Subject: Re: connection between lisp and speech recognition?
From: rpw3@rpw3.org (Rob Warnock)
Date: Fri, 16 Jan 2004 07:11:57 -0600
Newsgroups: comp.lang.lisp
Message-ID: <Jrmdnea2pIOAfprdRVn-hA@speakeasy.net>
Richard Fateman  <fateman@cs.berkeley.edu> wrote:
+---------------
| I'm trying to build a clean way of allowing a lisp program to
| listen to voice input...
+---------------

As much as it pains me to suggest it, look at some of the "Voice XML"
vendors, such as Nuance, VoiceGenie, SpeechWorks, TellMe, LumenVox, etc.
They basically make boxes which you can pre-load with a URL, and when a
call comes in the box makes an HTTP "GET" request to that URL (possibly
providing some query parameters, depending on the box and the application).
The HTTP server -- which could easily be a Lisp-based web server -- replies
with a script (written in either the "Voice XML" scripting language or some
proprietary scripting language) that tells the box what words (grammar) to
expect and how to proceed with the call (i.e., what state transitions to
make and the various URLs to "GET" or "POST" with the results of each
state transition).

TellMe and others even allow you limited free access to a unit if you
register as a developer. You point them to a URL on your server, and
they assign you a telephone number at their site. Then when anyone[1]
calls that number, their VMXL box does a "GET" from your URL across the
public Internet, and you're off and debugging...

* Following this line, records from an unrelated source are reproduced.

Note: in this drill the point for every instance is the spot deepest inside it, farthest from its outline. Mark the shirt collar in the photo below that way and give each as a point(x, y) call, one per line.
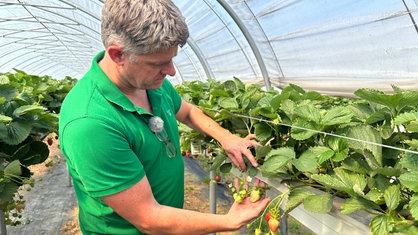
point(113, 94)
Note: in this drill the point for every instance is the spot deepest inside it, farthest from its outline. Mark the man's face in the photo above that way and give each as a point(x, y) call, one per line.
point(148, 71)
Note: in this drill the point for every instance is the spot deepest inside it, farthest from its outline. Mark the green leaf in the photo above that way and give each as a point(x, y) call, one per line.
point(412, 126)
point(263, 131)
point(15, 132)
point(302, 130)
point(230, 86)
point(354, 183)
point(309, 112)
point(285, 153)
point(288, 107)
point(392, 196)
point(295, 198)
point(33, 109)
point(356, 164)
point(354, 204)
point(330, 182)
point(318, 203)
point(337, 115)
point(228, 103)
point(367, 138)
point(307, 162)
point(361, 111)
point(406, 117)
point(321, 153)
point(381, 225)
point(13, 168)
point(276, 160)
point(413, 205)
point(219, 159)
point(32, 153)
point(225, 168)
point(4, 118)
point(8, 91)
point(410, 180)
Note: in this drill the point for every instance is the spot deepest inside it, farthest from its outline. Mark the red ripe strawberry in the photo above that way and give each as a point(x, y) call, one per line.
point(255, 195)
point(257, 231)
point(273, 224)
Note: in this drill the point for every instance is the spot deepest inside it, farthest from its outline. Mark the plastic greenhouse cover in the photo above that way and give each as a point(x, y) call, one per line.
point(334, 47)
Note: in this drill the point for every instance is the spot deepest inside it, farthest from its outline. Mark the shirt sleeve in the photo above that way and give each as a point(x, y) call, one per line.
point(100, 156)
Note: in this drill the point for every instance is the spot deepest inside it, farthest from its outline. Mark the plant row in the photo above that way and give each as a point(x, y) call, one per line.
point(29, 107)
point(361, 149)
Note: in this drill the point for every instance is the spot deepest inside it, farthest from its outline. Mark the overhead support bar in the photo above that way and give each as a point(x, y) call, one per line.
point(250, 41)
point(202, 60)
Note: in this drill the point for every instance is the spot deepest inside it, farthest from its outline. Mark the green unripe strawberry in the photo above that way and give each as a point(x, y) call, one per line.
point(237, 198)
point(273, 224)
point(255, 195)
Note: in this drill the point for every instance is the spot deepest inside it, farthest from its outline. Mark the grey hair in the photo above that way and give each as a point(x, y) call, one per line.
point(143, 27)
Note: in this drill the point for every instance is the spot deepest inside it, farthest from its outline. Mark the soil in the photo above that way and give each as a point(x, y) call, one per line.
point(46, 174)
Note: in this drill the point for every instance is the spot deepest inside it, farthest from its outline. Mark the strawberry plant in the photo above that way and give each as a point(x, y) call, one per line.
point(362, 149)
point(29, 107)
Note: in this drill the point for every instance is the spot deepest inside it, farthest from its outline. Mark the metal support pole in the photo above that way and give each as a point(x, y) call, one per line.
point(2, 223)
point(212, 192)
point(212, 189)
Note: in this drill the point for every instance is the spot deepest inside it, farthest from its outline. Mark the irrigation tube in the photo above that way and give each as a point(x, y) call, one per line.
point(2, 223)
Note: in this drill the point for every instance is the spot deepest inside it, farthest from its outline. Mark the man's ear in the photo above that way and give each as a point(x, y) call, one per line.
point(116, 54)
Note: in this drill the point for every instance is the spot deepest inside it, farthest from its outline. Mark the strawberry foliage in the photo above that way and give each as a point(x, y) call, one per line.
point(29, 108)
point(362, 148)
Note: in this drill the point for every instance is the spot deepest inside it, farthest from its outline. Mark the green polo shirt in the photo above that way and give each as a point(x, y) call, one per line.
point(109, 147)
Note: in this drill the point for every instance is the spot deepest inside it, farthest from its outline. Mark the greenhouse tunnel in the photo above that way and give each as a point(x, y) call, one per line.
point(333, 47)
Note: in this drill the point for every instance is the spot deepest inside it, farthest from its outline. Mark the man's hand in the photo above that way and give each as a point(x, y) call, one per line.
point(246, 210)
point(236, 148)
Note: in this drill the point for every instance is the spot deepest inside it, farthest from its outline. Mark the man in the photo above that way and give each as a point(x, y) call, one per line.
point(118, 130)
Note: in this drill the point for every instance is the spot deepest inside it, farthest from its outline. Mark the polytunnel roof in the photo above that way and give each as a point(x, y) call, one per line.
point(334, 47)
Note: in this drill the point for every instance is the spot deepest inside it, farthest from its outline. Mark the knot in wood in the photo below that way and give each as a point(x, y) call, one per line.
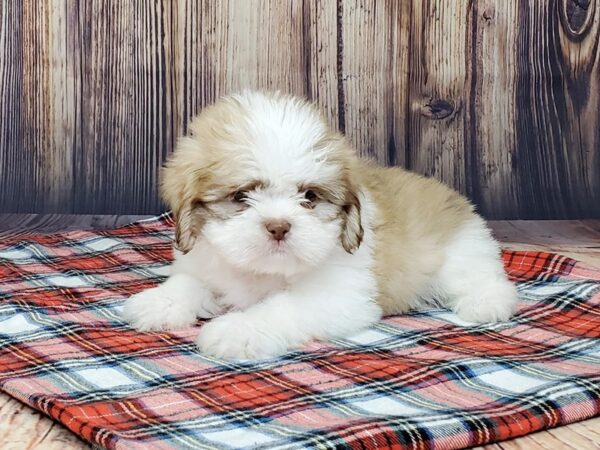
point(577, 17)
point(437, 109)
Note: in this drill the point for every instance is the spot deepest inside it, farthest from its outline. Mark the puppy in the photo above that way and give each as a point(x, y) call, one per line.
point(286, 236)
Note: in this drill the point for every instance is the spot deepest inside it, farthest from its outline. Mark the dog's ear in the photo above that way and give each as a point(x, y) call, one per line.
point(180, 188)
point(189, 220)
point(352, 230)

VoiceGenie [I think] will alternatively sell you software that runs on
*your* platforms and takes raw PCM audio streams in over the 'Net (from
codecs co-located with your server or even somewhere else) and does the
voice-recognition function and then plays the same VXML game with your
HTTP server (which can also be either co-located or somewhere else).

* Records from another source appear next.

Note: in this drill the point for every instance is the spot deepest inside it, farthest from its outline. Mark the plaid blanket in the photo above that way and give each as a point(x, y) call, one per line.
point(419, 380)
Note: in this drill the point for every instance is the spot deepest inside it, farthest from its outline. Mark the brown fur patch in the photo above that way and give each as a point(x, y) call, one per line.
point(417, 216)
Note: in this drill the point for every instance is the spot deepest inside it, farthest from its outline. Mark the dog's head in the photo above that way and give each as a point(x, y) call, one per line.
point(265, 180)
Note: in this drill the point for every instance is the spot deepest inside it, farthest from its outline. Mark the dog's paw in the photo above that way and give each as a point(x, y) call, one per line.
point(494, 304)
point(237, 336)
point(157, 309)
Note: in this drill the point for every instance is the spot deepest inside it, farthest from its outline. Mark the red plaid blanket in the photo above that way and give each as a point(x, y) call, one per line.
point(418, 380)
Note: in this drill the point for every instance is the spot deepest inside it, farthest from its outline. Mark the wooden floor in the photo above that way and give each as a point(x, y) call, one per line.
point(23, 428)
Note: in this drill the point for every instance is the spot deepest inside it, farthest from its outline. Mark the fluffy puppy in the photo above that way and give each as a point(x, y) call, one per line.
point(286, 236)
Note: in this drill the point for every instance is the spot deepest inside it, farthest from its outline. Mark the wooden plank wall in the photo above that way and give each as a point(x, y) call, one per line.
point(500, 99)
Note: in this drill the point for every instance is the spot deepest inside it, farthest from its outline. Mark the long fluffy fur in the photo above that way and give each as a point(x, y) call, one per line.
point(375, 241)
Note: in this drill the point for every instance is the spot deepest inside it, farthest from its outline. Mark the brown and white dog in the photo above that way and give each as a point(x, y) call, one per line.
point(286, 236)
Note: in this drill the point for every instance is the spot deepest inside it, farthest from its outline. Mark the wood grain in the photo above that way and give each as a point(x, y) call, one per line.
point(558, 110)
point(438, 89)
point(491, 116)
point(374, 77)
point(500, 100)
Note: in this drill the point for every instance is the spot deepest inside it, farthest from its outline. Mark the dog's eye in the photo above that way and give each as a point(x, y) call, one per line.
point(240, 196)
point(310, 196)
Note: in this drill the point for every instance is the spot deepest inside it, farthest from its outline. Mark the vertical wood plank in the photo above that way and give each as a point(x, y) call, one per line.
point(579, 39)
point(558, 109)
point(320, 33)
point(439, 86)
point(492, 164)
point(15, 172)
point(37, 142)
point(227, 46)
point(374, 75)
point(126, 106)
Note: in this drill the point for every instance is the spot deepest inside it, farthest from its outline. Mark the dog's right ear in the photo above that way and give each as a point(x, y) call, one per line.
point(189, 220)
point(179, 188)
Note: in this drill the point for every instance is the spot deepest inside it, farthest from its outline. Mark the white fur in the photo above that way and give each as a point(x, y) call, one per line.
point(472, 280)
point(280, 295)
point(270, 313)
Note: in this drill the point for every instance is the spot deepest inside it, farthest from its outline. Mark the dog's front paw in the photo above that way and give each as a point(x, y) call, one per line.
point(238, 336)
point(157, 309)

From a programming languages point of view, VXML (and the related vendor-
proprietary languages) is (are) a horrible hack, but there are *LOTS* of
people deploying voice-based interactive applications out there these days
using VXML (and not just in simple emulation of tradition touch-tone menu
input, either)...

Anyway, my point is simply that hooking Common Lisp to a VXML box should
be really straightforward...


-Rob

[1] Normally you're the only one who calls it, at least during initial
    development, but once it's sort of running you could tell a small
    group of others whom you wanted to try out your application.

-----
Rob Warnock			<rpw3@rpw3.org>
627 26th Avenue			<URL:http://rpw3.org/>
San Mateo, CA 94403		(650)572-2607